Hallo Maren!
Vielen Dank für deine tolle Aktion, ein WGT-Tagebuch auf die Beine zu stellen, ich denke, das war genau die richtige Projektionsfläche, seinen WGT-Blues in Worte zu fassen. Ich danke auch an dieser Stelle den Autoren, die daraus dann eine ganz wunderbare Collage gezaubert haben. Großartig!
Da ich nicht viele Konzerte sehen konnte, konzentriere ich mich auf mein Highlight, das auch ganz wunderbar zu deinem Artikel passt. Ich schildere die Eindrücke von meinem Silke Bischoff Abend:
Der Auftritt der Band Silke Bischoff stand im Vorfeld des WGT in der Kritik, weil nach dem Tod von Sänger Felix Flaucher 2017 die Band nicht mehr das sein konnte, was sie einmal war. So erfuhr man Vorfeld dann von Veljanov und Sven Friedrich als Gastsänger, die zusammen mit Axel Kretschmann einen Auftritt planten, der von Anfang an als Hommage an Felix Flaucher ausgelegt war.

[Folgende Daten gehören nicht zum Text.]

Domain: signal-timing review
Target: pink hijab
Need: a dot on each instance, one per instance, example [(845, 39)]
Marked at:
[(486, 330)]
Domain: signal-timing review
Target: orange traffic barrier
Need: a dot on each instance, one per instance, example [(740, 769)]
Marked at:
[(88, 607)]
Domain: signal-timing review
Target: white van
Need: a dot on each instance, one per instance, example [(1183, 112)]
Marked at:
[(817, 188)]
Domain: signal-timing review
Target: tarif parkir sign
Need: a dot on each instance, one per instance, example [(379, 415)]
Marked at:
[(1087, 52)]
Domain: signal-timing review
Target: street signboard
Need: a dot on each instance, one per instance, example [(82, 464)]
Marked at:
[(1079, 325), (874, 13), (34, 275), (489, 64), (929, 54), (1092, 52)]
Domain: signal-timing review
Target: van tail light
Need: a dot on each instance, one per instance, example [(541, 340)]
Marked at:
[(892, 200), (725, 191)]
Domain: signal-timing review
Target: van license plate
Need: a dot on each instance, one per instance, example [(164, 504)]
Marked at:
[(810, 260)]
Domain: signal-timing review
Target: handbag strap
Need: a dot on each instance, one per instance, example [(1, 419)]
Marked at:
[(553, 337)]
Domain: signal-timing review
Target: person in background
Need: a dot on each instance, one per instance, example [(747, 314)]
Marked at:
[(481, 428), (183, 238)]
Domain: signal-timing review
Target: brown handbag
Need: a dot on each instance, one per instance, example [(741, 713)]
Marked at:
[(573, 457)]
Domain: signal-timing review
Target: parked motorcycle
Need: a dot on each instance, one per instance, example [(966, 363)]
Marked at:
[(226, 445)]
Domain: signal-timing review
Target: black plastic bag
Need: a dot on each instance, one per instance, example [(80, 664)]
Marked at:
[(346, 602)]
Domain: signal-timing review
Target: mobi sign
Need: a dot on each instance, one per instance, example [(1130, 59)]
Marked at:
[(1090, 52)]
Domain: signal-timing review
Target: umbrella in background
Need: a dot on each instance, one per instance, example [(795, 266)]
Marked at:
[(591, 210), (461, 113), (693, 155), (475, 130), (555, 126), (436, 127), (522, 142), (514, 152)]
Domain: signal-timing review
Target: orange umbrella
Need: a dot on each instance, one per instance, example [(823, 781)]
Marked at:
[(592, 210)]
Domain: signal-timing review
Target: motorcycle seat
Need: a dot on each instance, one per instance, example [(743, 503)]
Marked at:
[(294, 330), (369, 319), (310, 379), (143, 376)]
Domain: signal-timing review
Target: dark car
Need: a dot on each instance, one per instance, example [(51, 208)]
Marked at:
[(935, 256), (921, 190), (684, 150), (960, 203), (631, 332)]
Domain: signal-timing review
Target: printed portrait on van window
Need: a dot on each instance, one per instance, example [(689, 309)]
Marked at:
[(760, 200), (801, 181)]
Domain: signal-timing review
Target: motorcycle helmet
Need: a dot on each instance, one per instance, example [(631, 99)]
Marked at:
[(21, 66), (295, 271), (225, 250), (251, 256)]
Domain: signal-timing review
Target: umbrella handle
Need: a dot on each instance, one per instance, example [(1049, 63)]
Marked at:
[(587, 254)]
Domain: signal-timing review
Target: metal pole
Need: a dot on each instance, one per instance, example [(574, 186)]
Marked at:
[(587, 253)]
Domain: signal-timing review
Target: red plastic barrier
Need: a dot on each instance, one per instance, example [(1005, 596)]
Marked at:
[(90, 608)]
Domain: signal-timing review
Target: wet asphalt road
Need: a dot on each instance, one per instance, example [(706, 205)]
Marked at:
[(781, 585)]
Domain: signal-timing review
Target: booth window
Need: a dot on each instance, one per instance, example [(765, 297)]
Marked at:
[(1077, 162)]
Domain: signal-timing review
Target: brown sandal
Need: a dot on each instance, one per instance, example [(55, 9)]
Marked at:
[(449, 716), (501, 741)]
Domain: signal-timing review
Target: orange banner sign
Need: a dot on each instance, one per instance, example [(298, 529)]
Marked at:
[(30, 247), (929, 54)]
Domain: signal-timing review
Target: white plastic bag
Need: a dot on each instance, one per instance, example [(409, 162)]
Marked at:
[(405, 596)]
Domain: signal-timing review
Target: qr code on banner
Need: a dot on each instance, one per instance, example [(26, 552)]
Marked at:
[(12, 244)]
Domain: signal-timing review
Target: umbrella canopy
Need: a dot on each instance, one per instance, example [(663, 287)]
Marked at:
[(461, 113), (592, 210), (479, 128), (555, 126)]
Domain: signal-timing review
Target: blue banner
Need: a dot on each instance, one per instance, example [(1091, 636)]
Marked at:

Axel Kretschmann, der sich zunächst im Streit um die Rechte am Bandnamen mit Felix Flaucher auseinanderging, hatte sich bereits vor eine Weile mit Flaucher versöhnt und auch die Erlebnisse auf dessen Beerdigung in seinem Song „The Graveyard“ verarbeitet. Mit diesem Auftritt, so mein Eindruck, wollte er dem verstorbenen Sänger öffentlich seine letzte Ehre erweisen.
Ich kämpfte mich also am Sonntagabend in die AGRA-Halle, um zu lauschen und zu sehen, was mich erwartete. Das Set begann vielversprechend und war dominiert von großflächigen Projektionen im Hintergrund, die den verstorbenen Felix Flaucher zeigten. Der Sound in der Halle war überraschend gut und so sah ich dem ersten Gastsänger, Veljanov, gespannt entgegen. Leider passten für mich Stimme und Sound überhaupt nicht zusammen, was nicht heißen soll, dass er nicht singen kann, sondern einfach für mich nicht zu den Songs von Silke Bischoff passt. Ich will das an dieser Stelle nicht vertiefen, denn das bleibt ja Geschmackssache.
Nachdem mich dann Veljanov fast „rausgesungen“ hat, gab allerdings Axel Kretschmann den Song „Graveyard“ zum besten, in dem er das Begräbnis von Felix Flaucher thematisiert. Das hat mich eingefangen. Da war es wieder, das „Silke-Bischoff-Feeling“! Und ja, bei sowas werde ich dann auch gleich immer emotional. Im Kopf schießen die Bilder wie Blitze vor mein visuelles Auge. Die Entführung der Silke Bischoff, die turbulenten 90er Jahre und der prägende Sound der Band, der Stempel, wir wären alles Sektenmitglieder, der sich vor allem in den Mordfällen von Sondershausen und Witten wiederfand, als die Presse uns zu potenziellen Mördern stilisierte. Die Tragik der Band-Trennung und letztendlich der viel zu frühe Tod von Felix Flaucher.
Als dann Sven Friedrich übernehmen sollte, war ich skeptisch, weil ich seine Musik nicht wirklich mag, allerdings schaffte er es auf ganz professionelle Weise, sich selbst und seinen Art FÜR die Songs zurückzunehmen und versprühte so einen ganz wunderbaren Vibe, den ich ihm gar nicht zugetraut habe. Ich bin ein bisschen froh, dass ich mich geirrt habe.
Ich blieb und sollte es nicht bereuen. Und ja, spätestens bei „Sometimes“ war es dann um mich geschehen. Nord-Süd-Kurs in voller Ausdehnung. Der sollte sich natürlich bis zum ikonischen „On The Other Side“ durchziehen. Nicht nur Schweißperlen tropften mir vom Gesicht, sondern auch Tränen über eine Zeit, die viel zu lange zurückliegt.
Meinen größten Respekt an Sven Friedrich, Axel Kretschmann, Ines Gorka und auch an Veljanov, sich für so eine tolle Hommage zusammengefunden zu haben. Mein WGT-Highlight. Für eine lange Zeit.
Die eindrucksvollen Video-Projektionen haben mich übrigens umgehauen und haben das „Erlebnis“ nur noch intensiver werden lassen. So schnell hat mich noch nicht zurück in die 90er gebeamt, als ich trotz vorübergehender Szene-Fremdheit die Silke Bischoff Alben rauf und runter gehört habe. Leider wird es wohl bei dieser einmaligen Sache bleiben. Schade. Vielleicht aber auch genau das, was Silke Bischoff zur Legende macht.